My perhaps didactic explanation on the choices made is:

- Ideally one would like that a loop like

```julia
s = 0.
for i in 1:3
s = s + i
end
```

worked always and modified `s` as intended. Yet, in Julia, for
performance reasons, the `for ` loop introduces a new scope, where the
variables have to be of constant types. Therefore, that behavior cannot
be simply accepted without notice.

- There is no problem in writing such a loop inside a function, because
there the types of the variables are constant and thus the loop
performs well. No problems there.

- That loop written in the global scope will be problematic (slow)
because `s` might not have a constant type. Thus, one should warn the
user that that is not a good programming style. Previously, because of
that, it was required that the use of the global variable was
explicit:
```julia-repl
julia> s = 0.
for i in 1:3
global s
s = s + i
end
```
However, this was inconvenient, because one was not able to copy and
paste a code from a function to the REPL. Thus, since Julia 1.5, it
was decided that at the REPL the code without the explicit `global s`
declaration will work. The `s` variable is still global and the loop
will not be efficient, but this in this context it is acceptable
because nobody writes critical code directly to the REPL.

- That leaves the possibility of writing such loops inside files,
outside functions. For example, defining a file `myloop.jl` with
that loop coded directly inside it, and executing the code in
the global scope with:
```julia-repl
julia> include("./myloop.jl")
```
A programmer can be tempted to write critical code
inside a file in such a way and, while that is not impossible, it must
be discouraged.

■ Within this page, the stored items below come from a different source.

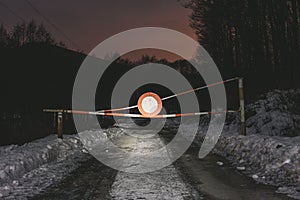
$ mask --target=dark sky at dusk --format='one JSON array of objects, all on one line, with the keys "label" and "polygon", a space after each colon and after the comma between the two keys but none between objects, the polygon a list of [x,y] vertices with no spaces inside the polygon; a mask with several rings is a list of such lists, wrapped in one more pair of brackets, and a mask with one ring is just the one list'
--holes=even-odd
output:
[{"label": "dark sky at dusk", "polygon": [[[43,22],[59,41],[77,49],[38,15],[25,0],[0,0],[26,21]],[[190,10],[177,0],[29,0],[88,53],[106,38],[132,28],[156,26],[174,29],[196,38],[189,27]],[[0,23],[9,28],[21,22],[0,4]]]}]

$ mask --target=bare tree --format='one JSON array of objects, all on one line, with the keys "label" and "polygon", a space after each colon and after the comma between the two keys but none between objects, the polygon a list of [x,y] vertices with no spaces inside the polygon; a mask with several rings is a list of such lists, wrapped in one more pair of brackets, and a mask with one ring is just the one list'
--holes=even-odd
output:
[{"label": "bare tree", "polygon": [[190,0],[191,27],[217,65],[300,83],[300,0]]}]

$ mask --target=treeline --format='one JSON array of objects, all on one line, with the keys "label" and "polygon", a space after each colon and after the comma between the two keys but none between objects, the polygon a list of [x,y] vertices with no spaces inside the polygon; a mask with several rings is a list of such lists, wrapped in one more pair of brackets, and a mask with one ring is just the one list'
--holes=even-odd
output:
[{"label": "treeline", "polygon": [[[71,108],[72,87],[86,55],[64,48],[43,24],[0,25],[0,145],[55,133],[44,108]],[[68,117],[68,118],[67,118]],[[65,117],[65,133],[73,132]]]},{"label": "treeline", "polygon": [[[119,57],[119,56],[117,56]],[[148,64],[148,63],[158,63],[162,65],[167,65],[177,70],[183,75],[195,75],[197,70],[189,63],[187,60],[178,59],[175,61],[169,61],[166,58],[157,58],[153,55],[143,54],[137,60],[131,60],[128,58],[119,57],[116,62],[122,66],[133,68],[139,65]]]},{"label": "treeline", "polygon": [[3,24],[0,25],[0,47],[16,48],[29,43],[65,46],[62,42],[55,42],[46,27],[35,21],[16,24],[11,30],[6,29]]},{"label": "treeline", "polygon": [[190,0],[186,7],[225,74],[262,87],[300,86],[300,0]]}]

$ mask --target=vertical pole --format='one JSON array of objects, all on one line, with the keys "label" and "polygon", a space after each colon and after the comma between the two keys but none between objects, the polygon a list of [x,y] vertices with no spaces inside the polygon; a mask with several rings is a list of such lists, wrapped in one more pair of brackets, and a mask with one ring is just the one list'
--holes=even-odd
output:
[{"label": "vertical pole", "polygon": [[63,113],[57,115],[57,137],[63,139]]},{"label": "vertical pole", "polygon": [[243,134],[243,135],[246,135],[246,125],[245,125],[245,98],[244,98],[243,78],[239,78],[239,97],[240,97],[240,112],[241,112],[241,128],[242,128],[242,134]]},{"label": "vertical pole", "polygon": [[53,132],[56,132],[56,112],[53,113]]}]

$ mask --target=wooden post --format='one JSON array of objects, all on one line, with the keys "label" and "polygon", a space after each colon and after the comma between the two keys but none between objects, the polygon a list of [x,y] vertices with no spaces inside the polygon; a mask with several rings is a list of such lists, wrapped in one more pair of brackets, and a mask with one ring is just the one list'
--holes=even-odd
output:
[{"label": "wooden post", "polygon": [[239,97],[240,97],[240,112],[241,112],[241,129],[242,129],[242,134],[246,135],[245,98],[244,98],[243,78],[239,78]]},{"label": "wooden post", "polygon": [[63,139],[63,113],[57,115],[57,137]]},{"label": "wooden post", "polygon": [[56,132],[56,130],[57,130],[57,128],[56,128],[56,121],[57,121],[57,119],[56,119],[56,113],[54,112],[53,113],[53,132],[55,133]]}]

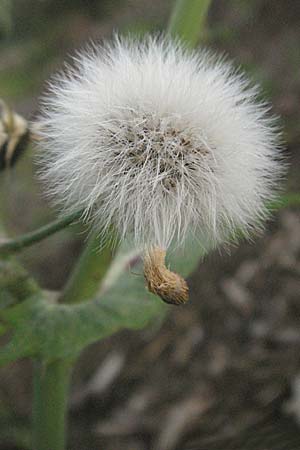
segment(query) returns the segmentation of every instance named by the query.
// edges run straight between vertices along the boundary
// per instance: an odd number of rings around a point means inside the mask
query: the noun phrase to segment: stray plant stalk
[[[177,0],[170,17],[168,33],[189,47],[203,38],[211,0]]]

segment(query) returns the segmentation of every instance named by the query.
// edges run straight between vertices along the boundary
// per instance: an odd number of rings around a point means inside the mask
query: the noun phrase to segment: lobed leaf
[[[199,248],[189,243],[184,252],[173,252],[170,263],[184,276],[197,265]],[[132,273],[130,263],[135,263]],[[1,302],[1,294],[0,294]],[[0,364],[22,357],[45,362],[74,358],[87,345],[121,328],[139,329],[164,314],[168,306],[145,288],[139,254],[120,253],[112,264],[98,298],[76,305],[56,304],[40,292],[0,312],[13,329],[10,342],[0,352]]]

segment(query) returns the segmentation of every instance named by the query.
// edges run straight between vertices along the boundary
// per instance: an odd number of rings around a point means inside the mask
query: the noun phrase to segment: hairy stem
[[[168,33],[195,47],[204,35],[211,0],[176,0],[168,25]]]
[[[79,219],[82,215],[82,211],[72,213],[62,219],[57,219],[38,230],[32,231],[22,236],[18,236],[15,239],[7,239],[4,242],[0,242],[0,256],[8,255],[11,253],[19,252],[30,245],[42,241],[43,239],[51,236],[54,233],[66,228],[75,220]]]
[[[33,449],[64,450],[65,415],[71,365],[36,362],[33,394]]]

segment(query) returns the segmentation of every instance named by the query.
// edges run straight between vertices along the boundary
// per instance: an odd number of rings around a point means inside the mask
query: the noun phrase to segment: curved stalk
[[[15,239],[7,239],[0,243],[0,256],[16,253],[23,250],[30,245],[36,244],[43,239],[51,236],[54,233],[66,228],[68,225],[78,220],[82,215],[82,211],[72,213],[62,219],[54,220],[53,222],[42,226],[41,228],[31,231],[30,233],[18,236]]]

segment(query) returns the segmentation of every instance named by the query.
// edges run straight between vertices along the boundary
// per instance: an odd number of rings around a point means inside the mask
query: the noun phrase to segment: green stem
[[[91,233],[62,292],[60,303],[80,303],[98,292],[112,258],[108,246],[99,250],[98,234],[97,231]]]
[[[195,47],[204,35],[211,0],[176,0],[168,25],[168,33]]]
[[[111,260],[106,247],[99,251],[94,231],[86,244],[63,290],[60,302],[79,303],[99,289]],[[67,394],[70,364],[58,360],[51,364],[36,363],[34,369],[33,434],[34,450],[64,450]]]
[[[0,243],[0,256],[19,252],[25,247],[33,245],[41,240],[51,236],[54,233],[66,228],[75,220],[79,219],[82,215],[82,211],[72,213],[62,219],[57,219],[38,230],[32,231],[27,234],[23,234],[15,239],[7,239],[3,243]]]
[[[71,365],[36,362],[33,394],[33,450],[64,450]]]

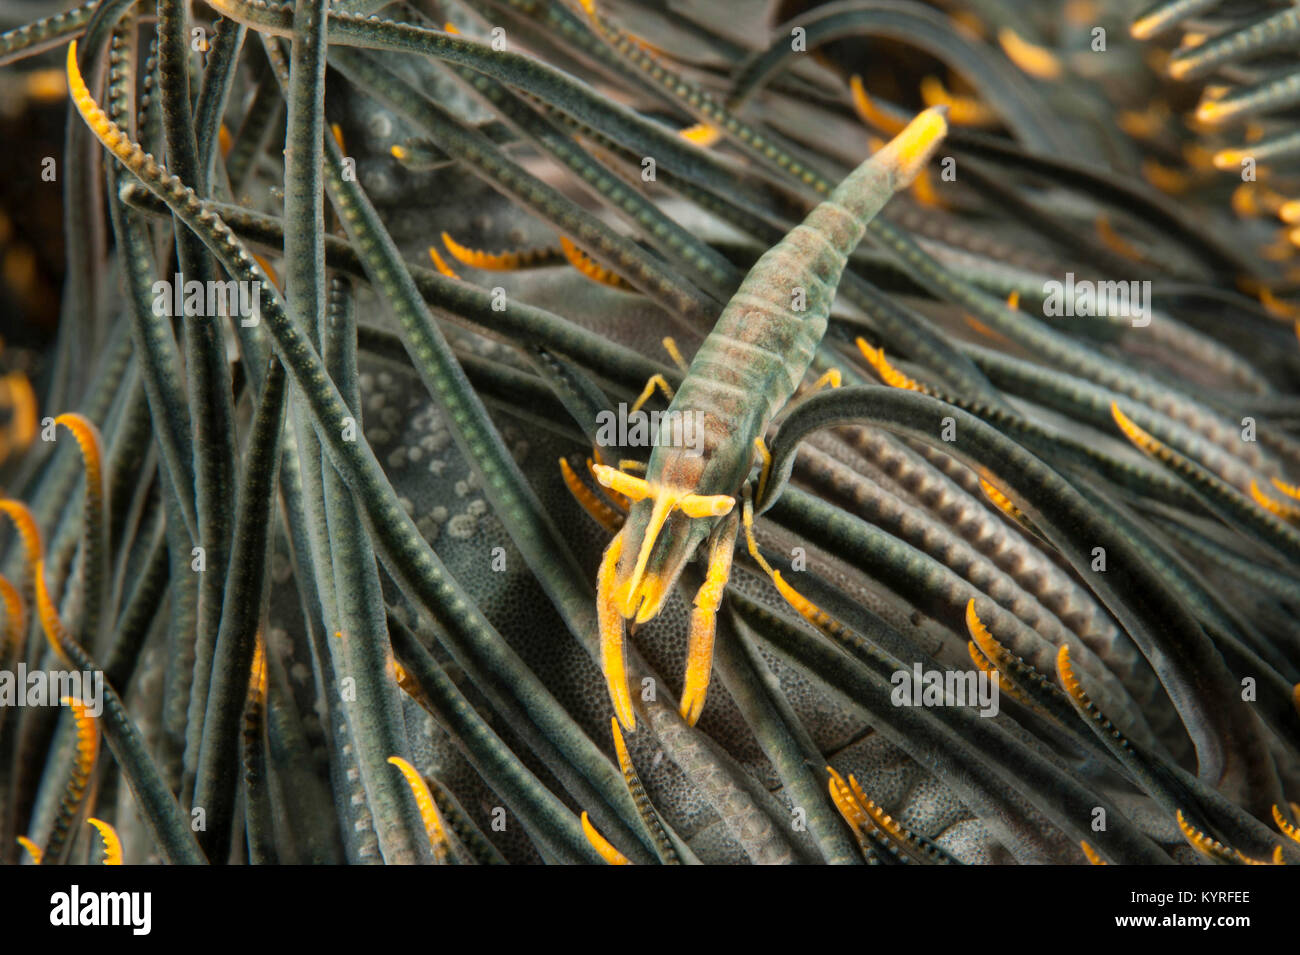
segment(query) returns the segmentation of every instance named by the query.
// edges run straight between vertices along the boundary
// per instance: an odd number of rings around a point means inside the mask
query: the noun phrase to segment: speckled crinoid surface
[[[50,6],[0,0],[0,861],[1300,862],[1292,7]],[[770,470],[655,484],[609,423],[668,410]],[[734,561],[628,623],[665,489]]]

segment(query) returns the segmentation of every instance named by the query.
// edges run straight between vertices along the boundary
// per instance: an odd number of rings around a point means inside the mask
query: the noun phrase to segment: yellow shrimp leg
[[[615,534],[600,559],[600,571],[596,575],[596,621],[600,628],[601,668],[605,671],[605,682],[614,703],[614,715],[631,732],[636,729],[636,714],[632,712],[632,692],[627,686],[626,628],[615,596],[618,559],[623,553],[623,535],[626,533],[625,527]]]
[[[682,688],[682,719],[694,726],[704,710],[704,698],[709,692],[709,676],[713,672],[713,637],[718,626],[718,606],[722,592],[731,577],[731,559],[736,552],[736,533],[740,528],[733,509],[717,530],[709,544],[709,572],[704,584],[695,594],[695,609],[691,611],[691,633],[686,644],[686,684]]]
[[[640,411],[641,406],[650,400],[650,396],[655,393],[656,388],[663,392],[664,397],[669,401],[673,400],[672,385],[668,384],[667,379],[665,379],[663,375],[654,374],[646,381],[645,387],[641,389],[641,394],[638,395],[636,401],[632,403],[632,410]]]

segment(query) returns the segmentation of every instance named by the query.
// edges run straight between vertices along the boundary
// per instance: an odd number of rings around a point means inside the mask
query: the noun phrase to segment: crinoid
[[[15,6],[0,861],[1300,862],[1290,7]]]

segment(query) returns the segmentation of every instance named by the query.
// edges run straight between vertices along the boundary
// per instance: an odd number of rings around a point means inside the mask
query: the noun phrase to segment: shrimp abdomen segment
[[[759,258],[723,309],[670,407],[702,419],[710,462],[700,490],[738,489],[754,438],[812,364],[850,253],[867,223],[911,182],[942,139],[943,113],[926,110],[850,173]],[[649,477],[659,477],[666,462],[656,458],[663,457],[651,457]]]

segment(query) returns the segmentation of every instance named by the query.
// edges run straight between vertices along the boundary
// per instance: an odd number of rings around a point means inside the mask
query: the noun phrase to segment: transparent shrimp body
[[[644,477],[597,467],[601,483],[633,503],[610,542],[597,580],[602,662],[619,722],[635,728],[624,631],[663,609],[686,563],[708,544],[708,574],[695,600],[682,714],[703,708],[714,614],[738,527],[737,501],[755,441],[789,401],[826,331],[849,254],[867,223],[905,187],[942,140],[942,108],[916,117],[860,165],[807,218],[755,263],[701,345],[677,390],[668,422],[689,420],[695,446],[661,442]]]

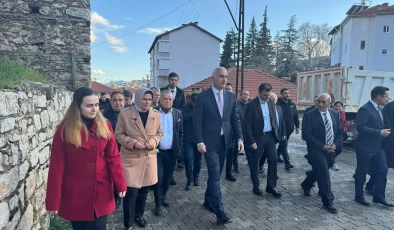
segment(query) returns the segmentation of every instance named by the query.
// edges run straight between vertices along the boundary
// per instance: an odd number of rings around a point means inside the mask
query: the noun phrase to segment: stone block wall
[[[90,0],[0,1],[0,57],[68,89],[90,83]]]
[[[64,87],[37,83],[0,91],[0,230],[48,229],[50,145],[71,100]]]

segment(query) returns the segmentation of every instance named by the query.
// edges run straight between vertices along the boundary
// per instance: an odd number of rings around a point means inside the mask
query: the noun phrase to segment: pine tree
[[[220,66],[230,68],[234,63],[233,56],[233,40],[229,32],[226,33],[226,38],[223,43],[223,51],[220,56]]]
[[[232,40],[232,50],[233,50],[233,65],[235,66],[237,60],[238,53],[238,33],[234,30],[233,27],[230,29],[230,35]]]
[[[246,43],[245,43],[245,58],[244,58],[244,66],[249,68],[256,68],[256,45],[258,39],[258,31],[256,26],[256,21],[254,17],[250,24],[249,32],[246,34]]]
[[[271,41],[271,33],[268,29],[268,13],[267,6],[265,6],[263,22],[260,23],[260,31],[258,34],[255,60],[257,61],[257,68],[272,73],[272,59],[273,59],[273,47]]]
[[[284,34],[279,39],[280,49],[277,60],[277,76],[294,78],[299,65],[298,52],[294,49],[298,39],[295,15],[291,16],[287,24],[287,29],[282,32]]]

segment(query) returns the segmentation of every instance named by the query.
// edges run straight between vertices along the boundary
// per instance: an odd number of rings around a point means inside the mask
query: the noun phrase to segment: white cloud
[[[102,71],[101,69],[92,70],[92,74],[105,75],[104,71]]]
[[[138,30],[137,32],[143,34],[162,34],[169,30],[172,30],[172,28],[146,28]]]
[[[133,21],[134,20],[133,18],[129,18],[129,17],[125,17],[124,19],[127,20],[127,21]]]
[[[101,25],[109,25],[108,19],[104,18],[103,16],[99,15],[97,12],[93,11],[90,16],[90,22],[92,24],[101,24]]]
[[[122,39],[111,36],[109,33],[105,33],[105,38],[111,45],[116,45],[116,46],[124,45],[124,41]]]
[[[97,40],[97,35],[94,32],[93,28],[90,28],[90,42],[93,43]]]
[[[127,47],[124,47],[124,46],[111,46],[111,49],[117,53],[126,53],[127,52]]]

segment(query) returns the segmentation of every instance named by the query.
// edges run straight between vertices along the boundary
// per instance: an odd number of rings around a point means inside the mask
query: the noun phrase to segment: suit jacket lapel
[[[149,115],[148,115],[148,120],[146,121],[146,127],[148,127],[148,123],[150,120],[150,115],[152,114],[153,111],[151,111],[152,109],[149,108]],[[145,128],[144,125],[142,124],[142,120],[140,115],[138,114],[138,110],[133,106],[131,111],[131,118],[133,119],[135,126],[137,126],[137,128],[141,131],[141,133],[144,135],[145,139],[148,139],[146,136],[146,132],[145,132]]]
[[[378,112],[378,109],[375,108],[374,105],[373,105],[370,101],[368,101],[368,104],[369,104],[370,109],[371,109],[372,111],[374,111],[374,112],[372,112],[372,113],[375,114],[375,117],[378,117],[378,119],[380,120],[380,124],[383,126],[383,120],[382,120],[382,117],[380,117],[380,114],[379,114],[379,112]]]
[[[256,109],[257,109],[257,113],[259,114],[260,119],[264,123],[264,116],[263,116],[263,111],[261,110],[260,99],[258,97],[256,97],[254,100],[255,100],[255,106],[256,106]]]
[[[313,110],[314,111],[314,113],[315,113],[315,116],[316,116],[316,118],[317,118],[317,121],[322,125],[322,127],[323,127],[323,132],[324,132],[324,135],[326,135],[325,133],[326,133],[326,126],[324,125],[324,121],[323,121],[323,118],[322,118],[322,116],[321,116],[321,114],[320,114],[320,111],[318,110],[318,109],[316,109],[316,110]]]
[[[220,117],[220,112],[219,112],[219,107],[218,107],[218,103],[216,102],[216,95],[215,95],[215,93],[213,92],[213,90],[212,90],[212,87],[211,88],[209,88],[208,89],[210,92],[207,92],[210,96],[209,97],[211,97],[211,101],[212,101],[212,103],[213,103],[213,107],[215,108],[215,111],[217,112],[217,115]],[[224,106],[224,104],[223,104],[223,106]],[[224,107],[223,107],[223,110],[224,110]],[[224,112],[223,112],[224,113]],[[221,118],[221,117],[220,117]]]
[[[271,100],[268,100],[267,103],[270,110],[271,125],[272,127],[278,128],[278,125],[276,124],[276,106]]]

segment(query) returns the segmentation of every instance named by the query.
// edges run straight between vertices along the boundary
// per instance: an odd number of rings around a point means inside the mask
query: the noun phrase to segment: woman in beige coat
[[[135,93],[135,105],[119,114],[116,125],[116,140],[122,145],[123,171],[127,193],[123,200],[123,224],[132,229],[133,223],[144,228],[143,218],[149,186],[157,183],[157,152],[163,132],[160,114],[150,108],[153,93],[140,88]]]

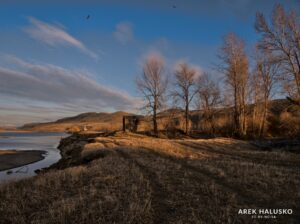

Thus, the choice was to raise a Warning and an Error associated with
the possible scoping problems of that loop if it is written as if it was
in the global scope of that file:
```julia-repl
julia> include("./myloop.jl")
┌ Warning: Assignment to `s` in soft scope is ambiguous because a global
variable by the same name exists: `s` will be treated as a new local.
Disambiguate by using `local s` to suppress this warning or `global s`
to assign to the existing global variable.
└ @ ~/Drive/Work/JuliaPlay/myloop.jl:3
ERROR: LoadError: UndefVarError: s not defined
```
The warning is clear and is saying:
don't do that, unless you are really really aware of its
consequences, and in that case declare `s` as global explicitly.